RACINE COUNTY — When it comes to jobs, everyone seems to agree: We need more.

But from a legislative standpoint, there are many roads to help reduce unemployment, such as investing in education or reducing taxes. So The Journal Times asked local legislators: How will you help improve the unemployment rate in Wisconsin, particularly Racine?

Sen. Robert Wirch, D-Pleasant Prairie

Invest in education (particularly technical school system) and wind energy.

“I was a big critic of the cuts that the Walker administration put in for, specifically, the technical school budget, so I think in that area clearly we have to find skilled workers for specific industry jobs out there. ... I would put more money back in for education. I think we are in a worldwide competition out there, and we simply have to have the best-trained workers to fill jobs.”

Additionally, “I would have the governor stop working against wind energy jobs in our state. We had a compromise, and he ruined the compromise, and it’s stopped new wind energy projects in our state. ... Gateway (Technical College) is actually training people in wind energy projects, and now those people have to go to different states to get employment instead of Wisconsin.”

Sen. John Lehman, D-Racine

Fully fund education, vocational training and transportation programs. Encourage private-public partnerships. Pass venture capital legislation.

“The focus should definitely be kind of three-fold: the K-12 system, technical college system and public-private partnerships to get the ball rolling. ... You’re really going after where the jobs are when you do that. There’s this gap between job openings and prepared people. At the same time, you have unemployment, and there are jobs sitting there.

“We’ve seen some real hits to the colleges, university and K-12 system under the Republicans, but that’s where I believe in the short, medium and long term, that’s where your best bet is.”

Rep. Peter Barca, D-Kenosha

Promote Wisconsin manufacturing “much like we promote tourism in this state.” Give incentives to prime contractors who use two and three-tier suppliers. Work with Gateway Technical College, the state district vocational board and the private sector to put forward a bill to “close the skills gap” by training job-seekers in the skills they need to get hired.
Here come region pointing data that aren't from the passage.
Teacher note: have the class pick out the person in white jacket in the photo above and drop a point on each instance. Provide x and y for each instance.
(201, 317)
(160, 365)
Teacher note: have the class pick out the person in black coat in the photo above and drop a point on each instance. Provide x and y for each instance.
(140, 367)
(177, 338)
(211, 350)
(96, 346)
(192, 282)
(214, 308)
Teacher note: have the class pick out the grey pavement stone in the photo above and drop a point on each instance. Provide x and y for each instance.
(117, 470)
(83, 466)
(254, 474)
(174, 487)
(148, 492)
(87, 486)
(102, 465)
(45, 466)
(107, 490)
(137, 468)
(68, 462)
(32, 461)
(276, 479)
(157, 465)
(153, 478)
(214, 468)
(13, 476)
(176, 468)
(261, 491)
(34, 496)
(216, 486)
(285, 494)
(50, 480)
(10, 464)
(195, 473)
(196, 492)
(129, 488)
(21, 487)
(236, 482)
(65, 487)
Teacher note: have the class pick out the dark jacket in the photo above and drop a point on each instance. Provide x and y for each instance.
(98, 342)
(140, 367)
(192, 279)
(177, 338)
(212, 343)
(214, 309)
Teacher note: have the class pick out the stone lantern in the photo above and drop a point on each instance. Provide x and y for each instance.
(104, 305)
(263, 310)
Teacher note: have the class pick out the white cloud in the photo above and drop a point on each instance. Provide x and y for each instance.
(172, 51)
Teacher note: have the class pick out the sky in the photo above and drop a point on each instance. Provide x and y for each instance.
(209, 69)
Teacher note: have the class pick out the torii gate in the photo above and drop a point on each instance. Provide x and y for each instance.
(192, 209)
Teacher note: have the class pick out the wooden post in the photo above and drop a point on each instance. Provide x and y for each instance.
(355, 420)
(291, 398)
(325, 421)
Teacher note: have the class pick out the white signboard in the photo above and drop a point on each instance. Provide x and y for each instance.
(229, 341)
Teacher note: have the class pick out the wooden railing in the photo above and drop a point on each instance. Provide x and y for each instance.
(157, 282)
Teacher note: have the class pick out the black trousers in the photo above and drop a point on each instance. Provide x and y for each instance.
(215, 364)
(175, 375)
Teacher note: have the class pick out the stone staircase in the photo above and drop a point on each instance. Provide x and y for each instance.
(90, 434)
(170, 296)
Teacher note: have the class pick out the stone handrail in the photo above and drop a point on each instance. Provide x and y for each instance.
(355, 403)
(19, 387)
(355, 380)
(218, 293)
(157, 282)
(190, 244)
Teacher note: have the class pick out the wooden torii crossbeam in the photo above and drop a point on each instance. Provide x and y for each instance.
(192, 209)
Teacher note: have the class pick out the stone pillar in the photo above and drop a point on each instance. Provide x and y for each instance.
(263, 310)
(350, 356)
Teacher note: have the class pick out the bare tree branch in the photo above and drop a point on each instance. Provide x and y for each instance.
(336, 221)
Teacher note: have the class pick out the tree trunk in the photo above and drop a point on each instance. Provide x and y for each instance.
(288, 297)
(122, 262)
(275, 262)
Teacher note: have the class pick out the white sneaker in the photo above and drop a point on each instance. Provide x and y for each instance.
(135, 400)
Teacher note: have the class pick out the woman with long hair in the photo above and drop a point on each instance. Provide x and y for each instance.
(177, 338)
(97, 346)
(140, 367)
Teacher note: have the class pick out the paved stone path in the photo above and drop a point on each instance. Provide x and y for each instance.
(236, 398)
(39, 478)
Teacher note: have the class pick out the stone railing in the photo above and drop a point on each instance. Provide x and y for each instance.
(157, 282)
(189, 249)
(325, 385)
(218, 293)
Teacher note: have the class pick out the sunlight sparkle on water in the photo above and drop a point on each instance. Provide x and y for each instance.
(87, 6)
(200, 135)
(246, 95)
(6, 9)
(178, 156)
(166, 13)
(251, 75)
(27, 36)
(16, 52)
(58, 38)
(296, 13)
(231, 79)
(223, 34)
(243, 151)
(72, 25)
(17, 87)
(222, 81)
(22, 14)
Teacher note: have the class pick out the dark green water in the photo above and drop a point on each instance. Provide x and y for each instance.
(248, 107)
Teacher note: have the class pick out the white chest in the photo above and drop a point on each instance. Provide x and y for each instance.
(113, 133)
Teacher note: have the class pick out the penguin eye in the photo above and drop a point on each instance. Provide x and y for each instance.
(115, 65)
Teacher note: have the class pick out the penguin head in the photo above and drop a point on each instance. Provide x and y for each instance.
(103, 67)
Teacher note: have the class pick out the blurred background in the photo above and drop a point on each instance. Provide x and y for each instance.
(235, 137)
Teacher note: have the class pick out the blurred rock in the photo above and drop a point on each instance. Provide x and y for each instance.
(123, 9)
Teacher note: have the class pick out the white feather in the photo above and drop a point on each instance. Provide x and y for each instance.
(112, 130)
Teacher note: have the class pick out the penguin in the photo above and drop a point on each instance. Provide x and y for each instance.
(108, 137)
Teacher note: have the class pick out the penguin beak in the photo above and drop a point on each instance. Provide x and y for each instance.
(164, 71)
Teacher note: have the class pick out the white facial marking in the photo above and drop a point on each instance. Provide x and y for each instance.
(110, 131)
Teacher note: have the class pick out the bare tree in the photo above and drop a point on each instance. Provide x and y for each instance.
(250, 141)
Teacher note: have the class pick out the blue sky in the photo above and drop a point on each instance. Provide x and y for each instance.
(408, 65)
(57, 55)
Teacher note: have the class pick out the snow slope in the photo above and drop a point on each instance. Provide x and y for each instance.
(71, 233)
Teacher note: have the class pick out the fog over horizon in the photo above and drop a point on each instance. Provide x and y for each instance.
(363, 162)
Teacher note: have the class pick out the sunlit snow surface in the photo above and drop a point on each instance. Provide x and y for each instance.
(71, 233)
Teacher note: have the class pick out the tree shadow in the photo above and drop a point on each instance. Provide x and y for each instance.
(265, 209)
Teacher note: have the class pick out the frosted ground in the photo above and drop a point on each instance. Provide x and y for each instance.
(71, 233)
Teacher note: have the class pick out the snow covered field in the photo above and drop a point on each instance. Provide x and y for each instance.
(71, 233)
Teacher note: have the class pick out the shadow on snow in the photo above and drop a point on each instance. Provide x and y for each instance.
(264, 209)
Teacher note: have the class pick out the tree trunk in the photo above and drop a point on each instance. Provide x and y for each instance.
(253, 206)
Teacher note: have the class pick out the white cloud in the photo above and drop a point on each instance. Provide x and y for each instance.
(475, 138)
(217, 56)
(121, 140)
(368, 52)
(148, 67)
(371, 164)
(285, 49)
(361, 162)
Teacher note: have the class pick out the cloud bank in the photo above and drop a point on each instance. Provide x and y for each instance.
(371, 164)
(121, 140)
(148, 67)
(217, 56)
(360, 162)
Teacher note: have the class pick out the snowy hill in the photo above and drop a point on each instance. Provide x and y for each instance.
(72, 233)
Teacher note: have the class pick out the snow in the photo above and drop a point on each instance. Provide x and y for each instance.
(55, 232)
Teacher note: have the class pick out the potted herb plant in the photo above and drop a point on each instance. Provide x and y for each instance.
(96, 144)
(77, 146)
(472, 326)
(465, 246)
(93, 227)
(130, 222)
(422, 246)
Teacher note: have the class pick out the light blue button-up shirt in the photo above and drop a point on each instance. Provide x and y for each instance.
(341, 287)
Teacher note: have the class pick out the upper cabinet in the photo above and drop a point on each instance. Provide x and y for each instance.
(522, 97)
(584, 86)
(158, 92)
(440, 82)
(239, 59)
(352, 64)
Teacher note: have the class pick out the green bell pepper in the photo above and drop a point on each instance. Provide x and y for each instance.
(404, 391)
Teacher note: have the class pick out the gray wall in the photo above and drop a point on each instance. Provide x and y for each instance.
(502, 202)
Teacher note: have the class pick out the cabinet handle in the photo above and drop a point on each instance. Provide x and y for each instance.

“There are 2 million jobs that can be filled immediately if people just have the skills to fill them. ... Those (listed above) are the bills that were left on the table this session. ... Those will be the first three that I introduce next session.”

Rep. David Craig, R-Big Bend

Simplify state tax code and streamline regulations.

“Wisconsin’s tax code is unnecessarily complex; we need to simplify the tax code for both businesses and individuals. Less deductions and flatter tax rates would bring more equity and transparency to the system. ... Our current tax structure hits small business profits which could otherwise be used to expand and create jobs. Lower tax rates would also make us more competitive with other states, and more attractive to potential job creators and investors.

“With Wisconsin’s current burdensome regulations and complex tax code, businesses are forced to hire experts just to help them comply with regulations and file their taxes. ... “When the state Legislature reconvenes in January, we need to hold hearings where every state agency must outline how they can streamline the regulatory environment in their purview while maintaining appropriate oversight where necessary.”

Rep. Robin Vos, R-Rochester

Use legislation as tool to foster growth in private sector. Reassess government regulations. Train workers to meet job demands.

“While not one piece of legislation will spur economic growth, we will continue to work on ways to help the private sector grow. We need to increase assistance to small businesses and increase available loans to businesses. We also must take a closer look at government regulations that may be impeding the creation of small businesses. In addition, it’s important that we continue to find ways to better train our workers for the jobs that are in demand. Finally, I look forward to reforming our mining laws to allow for the creation of thousands of jobs throughout the state.”

Rep. Cory Mason, D-Racine, could not be reached for comment.